The Engagement Wizard is the secret to holding onto those employees who are phoning it in while they search for greener, autonomous pastures. It is far better to employ some engagement tactics to hold onto your veteran employees than to search out a perceived better fit. I realize that some folks are too far gone to turn around and they are the poison in the kool-aid.  Employing a few tactics to create engagement for those who are salvageable, is well worth the effort when you figure that turnover can cost you anywhere from 50 to 200 % of the positions salary (and the replacements likely to cost you 10 to 20% more that the incumbent anyway).

So what are the techniques of the Engagement Wizard? Here are a few:

1. Thumb.  Quit keeping your employees tightly under your thumb.  It’s time to loosen the reigns.  As Dan Pink said at a recent conference, no one ever said “my favorite boss was the guy who breathed down my neck”.  People leave bosses.  If you are dictating an employee’s every movement and deed and watching the clock to make sure they are constantly at the grind stone, your employee will not be engaged. Loosen up your thumbs.

2. Don’t prescribe.  You should not view yourself as the doctor who is prescribing all the answers.  As Liz Wiseman said in her book “Multipliers”, you want to shift from being the Tyrant who has all the answers to the Liberator who is listening.  Listen; don’t talk.  This encourages the autonomy that Dan Pink prescribes.  If your employee is thinking for themselves, they are happier.  If you don’t believe me, tell your partner how to make the bed.  See how that goes over; and if they ever make the bed again.  Don’t prescribe.

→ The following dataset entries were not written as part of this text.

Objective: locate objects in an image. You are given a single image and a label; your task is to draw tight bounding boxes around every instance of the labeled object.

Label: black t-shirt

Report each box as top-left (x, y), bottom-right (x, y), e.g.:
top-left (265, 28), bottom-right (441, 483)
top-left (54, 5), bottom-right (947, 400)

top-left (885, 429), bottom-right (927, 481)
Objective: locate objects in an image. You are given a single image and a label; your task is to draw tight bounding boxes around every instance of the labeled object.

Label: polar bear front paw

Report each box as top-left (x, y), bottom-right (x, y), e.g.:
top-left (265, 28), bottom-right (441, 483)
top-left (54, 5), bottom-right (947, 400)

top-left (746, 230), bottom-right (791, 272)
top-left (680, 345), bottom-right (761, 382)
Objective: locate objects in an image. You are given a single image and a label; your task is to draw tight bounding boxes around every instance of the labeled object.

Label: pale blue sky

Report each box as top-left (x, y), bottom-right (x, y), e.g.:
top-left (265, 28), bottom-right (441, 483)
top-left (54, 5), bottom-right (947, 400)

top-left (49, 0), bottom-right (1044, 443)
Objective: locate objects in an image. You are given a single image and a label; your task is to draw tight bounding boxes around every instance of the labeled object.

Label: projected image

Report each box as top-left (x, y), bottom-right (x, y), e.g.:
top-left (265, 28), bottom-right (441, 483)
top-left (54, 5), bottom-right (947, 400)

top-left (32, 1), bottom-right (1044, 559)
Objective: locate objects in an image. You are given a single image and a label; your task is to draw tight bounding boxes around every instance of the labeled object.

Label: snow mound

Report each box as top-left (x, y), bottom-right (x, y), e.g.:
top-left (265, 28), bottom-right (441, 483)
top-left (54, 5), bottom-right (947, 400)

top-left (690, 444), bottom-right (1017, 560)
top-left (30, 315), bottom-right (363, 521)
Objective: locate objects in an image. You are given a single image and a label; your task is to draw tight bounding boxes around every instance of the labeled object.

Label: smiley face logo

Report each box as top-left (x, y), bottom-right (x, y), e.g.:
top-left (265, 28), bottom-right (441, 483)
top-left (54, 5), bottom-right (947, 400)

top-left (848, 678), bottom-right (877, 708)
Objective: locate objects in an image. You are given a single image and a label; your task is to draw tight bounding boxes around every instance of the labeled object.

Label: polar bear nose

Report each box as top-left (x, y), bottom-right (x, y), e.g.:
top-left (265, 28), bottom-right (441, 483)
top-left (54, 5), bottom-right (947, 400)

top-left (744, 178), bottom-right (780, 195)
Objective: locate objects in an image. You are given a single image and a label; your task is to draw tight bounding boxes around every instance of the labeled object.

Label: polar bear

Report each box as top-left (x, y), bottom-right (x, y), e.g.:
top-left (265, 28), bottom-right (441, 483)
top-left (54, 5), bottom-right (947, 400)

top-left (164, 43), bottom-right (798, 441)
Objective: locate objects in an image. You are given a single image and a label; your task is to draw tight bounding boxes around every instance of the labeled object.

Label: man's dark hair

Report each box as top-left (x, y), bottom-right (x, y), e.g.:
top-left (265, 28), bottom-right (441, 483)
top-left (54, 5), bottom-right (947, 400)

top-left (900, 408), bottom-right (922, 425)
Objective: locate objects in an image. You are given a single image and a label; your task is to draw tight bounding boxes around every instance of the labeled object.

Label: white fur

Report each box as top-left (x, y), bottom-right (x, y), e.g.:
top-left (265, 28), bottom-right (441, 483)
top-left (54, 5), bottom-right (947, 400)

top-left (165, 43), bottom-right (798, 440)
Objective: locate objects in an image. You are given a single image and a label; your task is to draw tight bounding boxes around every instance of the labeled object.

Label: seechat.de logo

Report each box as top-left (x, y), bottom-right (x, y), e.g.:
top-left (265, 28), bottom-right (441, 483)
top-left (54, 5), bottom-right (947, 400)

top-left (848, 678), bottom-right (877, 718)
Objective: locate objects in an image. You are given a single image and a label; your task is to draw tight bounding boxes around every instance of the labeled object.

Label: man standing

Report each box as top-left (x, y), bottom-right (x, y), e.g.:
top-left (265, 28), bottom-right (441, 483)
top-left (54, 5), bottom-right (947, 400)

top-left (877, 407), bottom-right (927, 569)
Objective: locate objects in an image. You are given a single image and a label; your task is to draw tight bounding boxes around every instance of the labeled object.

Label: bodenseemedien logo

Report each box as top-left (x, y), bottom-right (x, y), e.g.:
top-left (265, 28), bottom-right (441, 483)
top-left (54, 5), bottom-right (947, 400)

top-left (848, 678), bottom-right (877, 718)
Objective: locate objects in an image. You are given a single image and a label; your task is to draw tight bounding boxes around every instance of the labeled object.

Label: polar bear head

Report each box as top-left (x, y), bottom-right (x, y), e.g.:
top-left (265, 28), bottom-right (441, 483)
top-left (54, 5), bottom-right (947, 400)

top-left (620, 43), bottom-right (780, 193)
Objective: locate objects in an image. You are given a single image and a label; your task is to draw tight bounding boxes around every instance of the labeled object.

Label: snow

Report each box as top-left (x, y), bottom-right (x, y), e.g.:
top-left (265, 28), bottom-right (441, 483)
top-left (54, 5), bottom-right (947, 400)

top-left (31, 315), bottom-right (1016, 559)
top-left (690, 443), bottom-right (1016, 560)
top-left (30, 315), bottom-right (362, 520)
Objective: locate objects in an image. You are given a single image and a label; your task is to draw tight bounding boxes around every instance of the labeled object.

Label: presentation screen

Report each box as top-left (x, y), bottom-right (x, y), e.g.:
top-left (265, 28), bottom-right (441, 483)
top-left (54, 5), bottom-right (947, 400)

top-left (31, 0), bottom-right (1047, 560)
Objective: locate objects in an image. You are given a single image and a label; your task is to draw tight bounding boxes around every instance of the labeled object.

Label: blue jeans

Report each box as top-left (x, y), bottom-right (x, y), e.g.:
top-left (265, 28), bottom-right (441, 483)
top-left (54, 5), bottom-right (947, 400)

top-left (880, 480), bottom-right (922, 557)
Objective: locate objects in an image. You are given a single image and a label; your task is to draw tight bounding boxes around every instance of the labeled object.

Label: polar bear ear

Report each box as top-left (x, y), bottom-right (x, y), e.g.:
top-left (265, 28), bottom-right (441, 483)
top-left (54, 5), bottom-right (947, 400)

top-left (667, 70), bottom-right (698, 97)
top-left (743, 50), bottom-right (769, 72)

3. Learning.  One of the downfalls in the recent economy is the slashing of training budgets.  We keep the Sales and Marketing budget status quo, and cut the non-essential training and development budget.  This, especially for Millennials, is a bad idea.  Employees, who have a “Growth Mindset” as espoused by Carol Dweck, are constantly looking to learn new skills.  “The Investor” as written by Liz Wiseman is the leader who is investing in resources for their team.  Encourage learning so that your employees are gaining “Mastery”.

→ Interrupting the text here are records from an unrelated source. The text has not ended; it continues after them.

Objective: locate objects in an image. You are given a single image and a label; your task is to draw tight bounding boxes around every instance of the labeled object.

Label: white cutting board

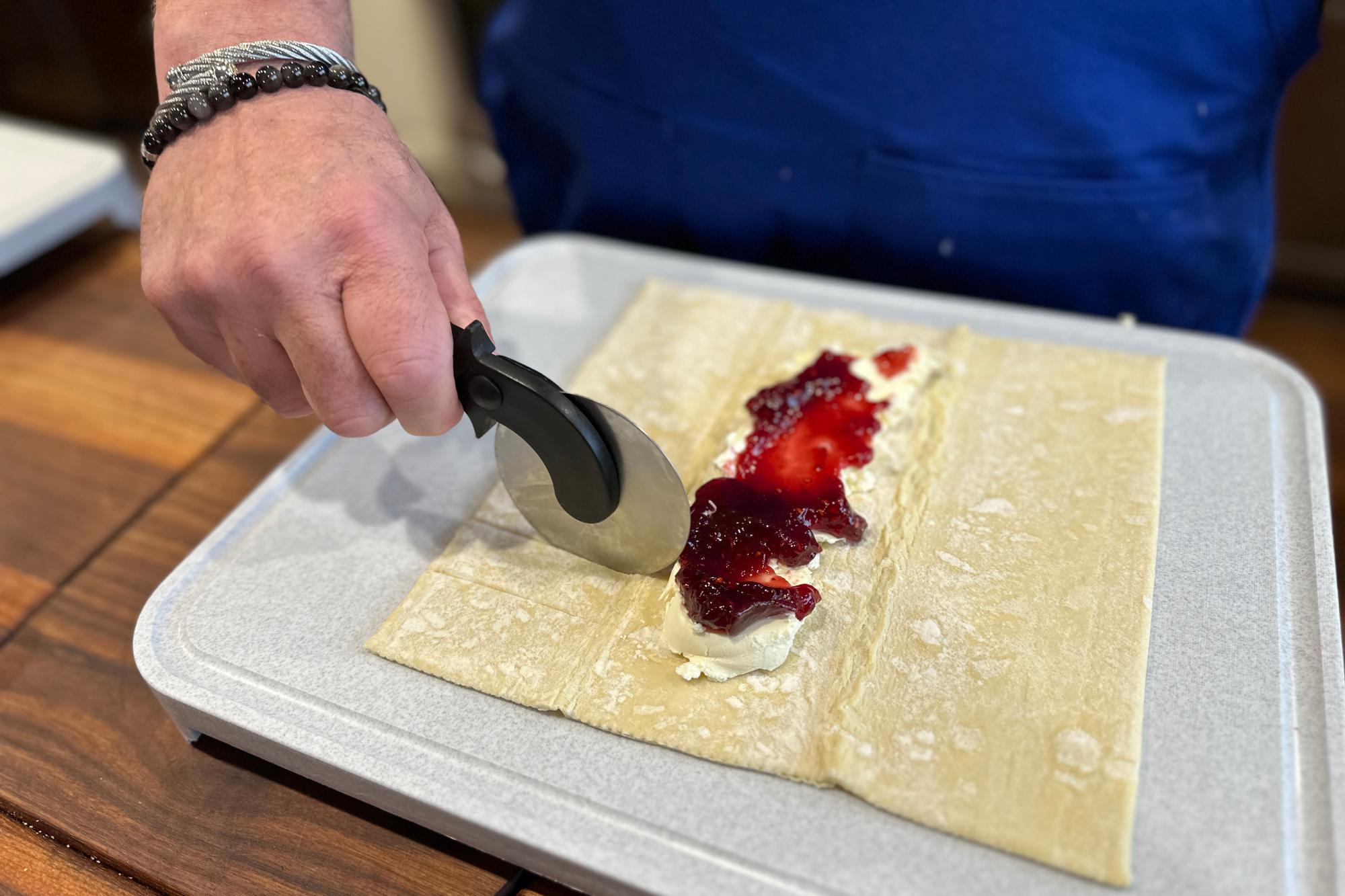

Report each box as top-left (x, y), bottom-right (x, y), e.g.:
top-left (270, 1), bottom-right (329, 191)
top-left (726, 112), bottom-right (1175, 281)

top-left (134, 235), bottom-right (1345, 896)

4. Monkeys.  Delegate the monkey (as in task, project or duty) and check up on their care and feeding.  Leaders need to delegate and give ownership to their team.  This is another trait of Wiseman’s “The Investor”.  You can’t develop Pink’s “Mastery” without letting go of the monkeys.  This doesn’t mean you aren’t responsible for checking in on the monkeys, however you shouldn’t be the one filling the water dish.  Delegate the monkeys.

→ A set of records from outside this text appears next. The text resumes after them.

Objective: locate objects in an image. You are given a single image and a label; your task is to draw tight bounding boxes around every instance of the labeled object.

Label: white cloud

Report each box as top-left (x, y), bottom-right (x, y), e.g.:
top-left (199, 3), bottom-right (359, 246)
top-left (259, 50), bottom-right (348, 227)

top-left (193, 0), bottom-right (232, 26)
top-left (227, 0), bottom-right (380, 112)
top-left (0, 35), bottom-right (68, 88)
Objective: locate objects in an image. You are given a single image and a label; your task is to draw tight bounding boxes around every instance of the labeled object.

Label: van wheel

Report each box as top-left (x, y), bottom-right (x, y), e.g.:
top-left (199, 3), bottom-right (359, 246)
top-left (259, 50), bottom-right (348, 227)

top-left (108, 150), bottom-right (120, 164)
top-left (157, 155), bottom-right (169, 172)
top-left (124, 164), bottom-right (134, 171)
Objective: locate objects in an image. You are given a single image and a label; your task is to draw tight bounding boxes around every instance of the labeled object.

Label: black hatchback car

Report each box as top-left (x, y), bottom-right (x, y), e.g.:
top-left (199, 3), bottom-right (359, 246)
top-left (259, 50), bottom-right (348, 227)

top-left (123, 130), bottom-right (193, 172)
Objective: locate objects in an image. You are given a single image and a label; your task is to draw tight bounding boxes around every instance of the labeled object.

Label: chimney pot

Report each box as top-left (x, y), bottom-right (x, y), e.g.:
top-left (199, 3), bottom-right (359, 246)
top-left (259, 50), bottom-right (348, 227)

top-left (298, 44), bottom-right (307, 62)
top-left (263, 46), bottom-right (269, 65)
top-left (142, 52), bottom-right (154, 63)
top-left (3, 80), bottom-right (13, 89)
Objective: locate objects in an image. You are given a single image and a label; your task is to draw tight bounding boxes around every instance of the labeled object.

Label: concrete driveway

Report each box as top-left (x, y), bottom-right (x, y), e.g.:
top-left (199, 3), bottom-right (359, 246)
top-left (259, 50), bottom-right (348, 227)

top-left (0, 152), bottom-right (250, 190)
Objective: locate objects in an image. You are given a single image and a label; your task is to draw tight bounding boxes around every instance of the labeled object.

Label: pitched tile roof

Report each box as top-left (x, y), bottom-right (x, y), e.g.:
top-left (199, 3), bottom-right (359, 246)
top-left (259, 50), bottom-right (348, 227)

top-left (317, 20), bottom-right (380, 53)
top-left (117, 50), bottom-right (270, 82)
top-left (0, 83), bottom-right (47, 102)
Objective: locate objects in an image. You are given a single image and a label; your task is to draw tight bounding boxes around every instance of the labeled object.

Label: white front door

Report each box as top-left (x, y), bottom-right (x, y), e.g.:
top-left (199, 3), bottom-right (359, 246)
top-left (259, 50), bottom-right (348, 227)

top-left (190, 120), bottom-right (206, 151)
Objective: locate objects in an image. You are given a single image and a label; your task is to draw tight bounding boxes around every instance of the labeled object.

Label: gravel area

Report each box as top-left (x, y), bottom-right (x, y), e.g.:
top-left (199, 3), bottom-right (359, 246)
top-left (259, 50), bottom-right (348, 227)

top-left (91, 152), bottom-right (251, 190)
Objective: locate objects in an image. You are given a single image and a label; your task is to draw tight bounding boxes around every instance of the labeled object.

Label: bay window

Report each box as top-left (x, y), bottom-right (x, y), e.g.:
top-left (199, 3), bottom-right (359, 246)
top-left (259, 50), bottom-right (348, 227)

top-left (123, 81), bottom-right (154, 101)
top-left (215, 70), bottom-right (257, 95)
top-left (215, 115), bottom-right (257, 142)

5. Big Picture.  Does your team know the big picture?  Jon Gordon at a recent conference suggested handing out 3 X 5 cards to all your employees and asking what the purpose of the company was.  What would your team answer?  We all need to know the purpose of the organization for which we work.  It is much easier to align with an organization and be engaged when we know what the purpose it.  If you answer, “To make money”, your team is not engaged.  Make sure they know the Big Picture.

6. Non-Commissioned Work.  One of the best examples of how effective autonomy is to creating better outcomes was a study that Pink refers to in his book “Drive”.  They found that in a blind evaluation (they didn’t know which art work was commissioned versus non-commissioned) paintings that were commissioned (i.e. I want it to match my couch, I want flamingos and it needs to be 6 feet wide) were of less quality and creativeness as opposed to non-commissioned work.  So make sure your team has some time to just create instead of keeping them “in the box.”  It’s not practical to have all non-commissioned work all the time, however some time left to one’s own devices is critical to engagement.

Once you’ve found your magic wand, get out of the way.  You will be amazed at what folks can do if they are given the freedom to find their own path.   Find your Engagement Wizard and start waving the magic wand.